As part of our “For Such a Time as This” series, we will be interviewing individuals from our Calvary community about how Jesus is working in their life and in the lives of those around them through this time of pandemic. Each week we will interview someone new, based on the reflection questions provided by our teaching team in the previous blogpost.
We’re checking in with Jorgia Skare this week. Jorgia is currently finishing up her grade 12 year at Millwoods Christian School, and works at Dairy Queen. When she isn’t quarantined, Jorgia likes to play sports, mainly basketball and volleyball, and she loves acting, singing, and dancing in her school’s theatre productions. Jorgia attends Calvary with her parents, Tina and Michael, and her younger brother, Parker. As a self-proclaimed extrovert, Jorgia says she really misses being around a community of people, during these COVID days! Thanks Jorgia, for sharing some of your reflections on what Jesus is doing in your life during these pandemic times.
In what ways might you feel abandoned?
I haven’t recently had many feelings of abandonment, but if I was to reflect on this question a month ago I would have said that I felt completely alone and lost. Finding out that school was cancelled was a huge fist to my chest. I had been going to that school since preschool and I had spent my entire life growing up there. It was so hard to come to terms with the fact that I wouldn’t be able to finish off my last year the way I wanted to, and it was even worse that I couldn’t take part in my last musical theatre show, Cinderella. For a while, I sulked around the house in self pity thinking that no one – not a single soul on the planet – knew how I felt. I felt like God had given me these amazing opportunities only to rip them away and leave me alone.
After getting annoyed at myself for feeling depressed, I had remembered the scripture verse that I had used for my testimony during my service trip to Puerto Escondido. This scripture brought me peace of mind. It is Joshua 1:9, and it says: “Have I not commanded you? Be strong and courageous. Do not be afraid; do not be discouraged, for the Lord your God will be with you wherever you go.” After rereading it, I realized that everyone is going through so much heartbreak right now, and despite feeling abandoned and alone, we are not. Thinking that God wanted us to lose our grade 12 year, our last theatre productions, for some people their weddings and even loved ones, is a completely wrong and blind way to think. God is right there suffering with us, like the Footprints poem, he is carrying us through it.

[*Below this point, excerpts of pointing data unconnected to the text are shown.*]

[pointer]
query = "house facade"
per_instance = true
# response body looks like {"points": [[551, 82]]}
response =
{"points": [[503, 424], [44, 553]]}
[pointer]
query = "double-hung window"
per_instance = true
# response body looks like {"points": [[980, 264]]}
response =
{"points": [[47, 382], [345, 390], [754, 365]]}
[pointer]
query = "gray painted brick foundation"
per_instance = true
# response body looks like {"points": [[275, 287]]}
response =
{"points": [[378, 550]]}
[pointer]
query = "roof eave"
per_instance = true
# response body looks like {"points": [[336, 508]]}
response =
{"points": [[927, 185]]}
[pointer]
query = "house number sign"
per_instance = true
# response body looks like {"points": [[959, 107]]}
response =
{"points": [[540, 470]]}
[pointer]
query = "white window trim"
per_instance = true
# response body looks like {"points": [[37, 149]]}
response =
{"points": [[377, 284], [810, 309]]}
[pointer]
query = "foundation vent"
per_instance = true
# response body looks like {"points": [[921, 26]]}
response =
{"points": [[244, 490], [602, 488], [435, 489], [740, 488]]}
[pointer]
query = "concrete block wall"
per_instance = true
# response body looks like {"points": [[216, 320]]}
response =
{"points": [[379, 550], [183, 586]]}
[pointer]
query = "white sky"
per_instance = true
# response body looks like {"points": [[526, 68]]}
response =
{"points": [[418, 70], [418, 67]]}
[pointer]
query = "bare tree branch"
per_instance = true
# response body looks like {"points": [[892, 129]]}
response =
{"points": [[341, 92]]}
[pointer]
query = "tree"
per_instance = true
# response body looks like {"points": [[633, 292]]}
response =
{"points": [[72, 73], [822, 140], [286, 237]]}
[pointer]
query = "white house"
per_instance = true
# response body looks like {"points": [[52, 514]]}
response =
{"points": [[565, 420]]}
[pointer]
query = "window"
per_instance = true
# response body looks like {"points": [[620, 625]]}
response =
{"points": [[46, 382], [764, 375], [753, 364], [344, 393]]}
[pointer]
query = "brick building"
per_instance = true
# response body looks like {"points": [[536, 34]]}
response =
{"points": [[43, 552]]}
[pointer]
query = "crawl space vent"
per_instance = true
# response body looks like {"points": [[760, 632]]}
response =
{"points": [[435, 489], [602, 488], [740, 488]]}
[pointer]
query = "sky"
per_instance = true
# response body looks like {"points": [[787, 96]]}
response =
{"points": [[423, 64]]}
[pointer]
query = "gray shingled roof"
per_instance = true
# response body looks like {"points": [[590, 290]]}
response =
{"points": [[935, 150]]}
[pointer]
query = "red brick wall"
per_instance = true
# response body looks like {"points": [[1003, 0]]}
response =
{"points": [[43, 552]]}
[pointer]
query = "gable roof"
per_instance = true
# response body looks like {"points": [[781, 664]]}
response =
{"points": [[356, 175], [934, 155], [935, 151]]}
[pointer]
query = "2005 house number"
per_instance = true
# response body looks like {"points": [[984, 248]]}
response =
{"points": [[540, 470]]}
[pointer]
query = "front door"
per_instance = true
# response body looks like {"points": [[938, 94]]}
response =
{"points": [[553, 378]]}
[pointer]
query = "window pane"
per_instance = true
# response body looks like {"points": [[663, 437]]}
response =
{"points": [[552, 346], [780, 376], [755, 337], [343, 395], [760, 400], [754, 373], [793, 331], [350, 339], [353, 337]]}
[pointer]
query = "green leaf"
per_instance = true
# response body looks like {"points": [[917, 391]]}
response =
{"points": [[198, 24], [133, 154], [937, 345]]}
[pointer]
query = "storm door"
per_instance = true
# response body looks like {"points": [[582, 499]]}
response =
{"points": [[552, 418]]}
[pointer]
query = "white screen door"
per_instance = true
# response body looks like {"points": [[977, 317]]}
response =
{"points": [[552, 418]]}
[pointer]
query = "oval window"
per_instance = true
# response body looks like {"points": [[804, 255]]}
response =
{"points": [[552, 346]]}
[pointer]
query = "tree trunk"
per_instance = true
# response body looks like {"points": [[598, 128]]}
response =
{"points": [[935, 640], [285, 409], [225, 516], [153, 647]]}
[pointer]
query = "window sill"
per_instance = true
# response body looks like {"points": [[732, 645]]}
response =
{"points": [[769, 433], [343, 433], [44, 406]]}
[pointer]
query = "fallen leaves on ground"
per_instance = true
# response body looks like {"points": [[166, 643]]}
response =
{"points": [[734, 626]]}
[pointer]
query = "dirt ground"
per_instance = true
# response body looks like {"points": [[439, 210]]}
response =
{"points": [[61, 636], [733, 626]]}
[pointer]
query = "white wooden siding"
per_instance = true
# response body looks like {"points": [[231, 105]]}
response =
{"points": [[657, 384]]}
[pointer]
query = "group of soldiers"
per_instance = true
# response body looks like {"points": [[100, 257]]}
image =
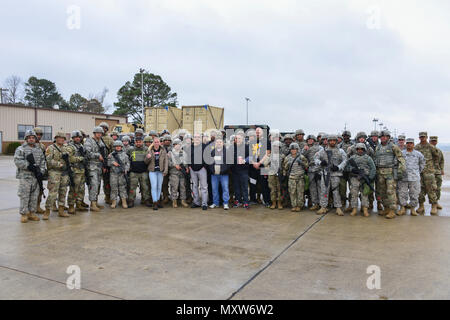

When prayerful – who comes to mind as a person who feels abandoned and who is waiting for connection with you? Who is the Lord nudging you to connect with?
Honestly I can’t pin just one person who I think feels abandoned. I know that so many people are feeling alone, angry, and depressed. However, I feel like brides and grooms who have lost their wedding dates due to isolation, people who have lost loved ones due to this virus, people who can’t even attend their loved one’s funerals, need our prayers. Everyone needs our prayers.
During this time that I’m away from school, I feel like God is nudging me to renew relationships that have been damaged, to reach out to people I maybe have never talked to or to people in my life that I have lost touch with.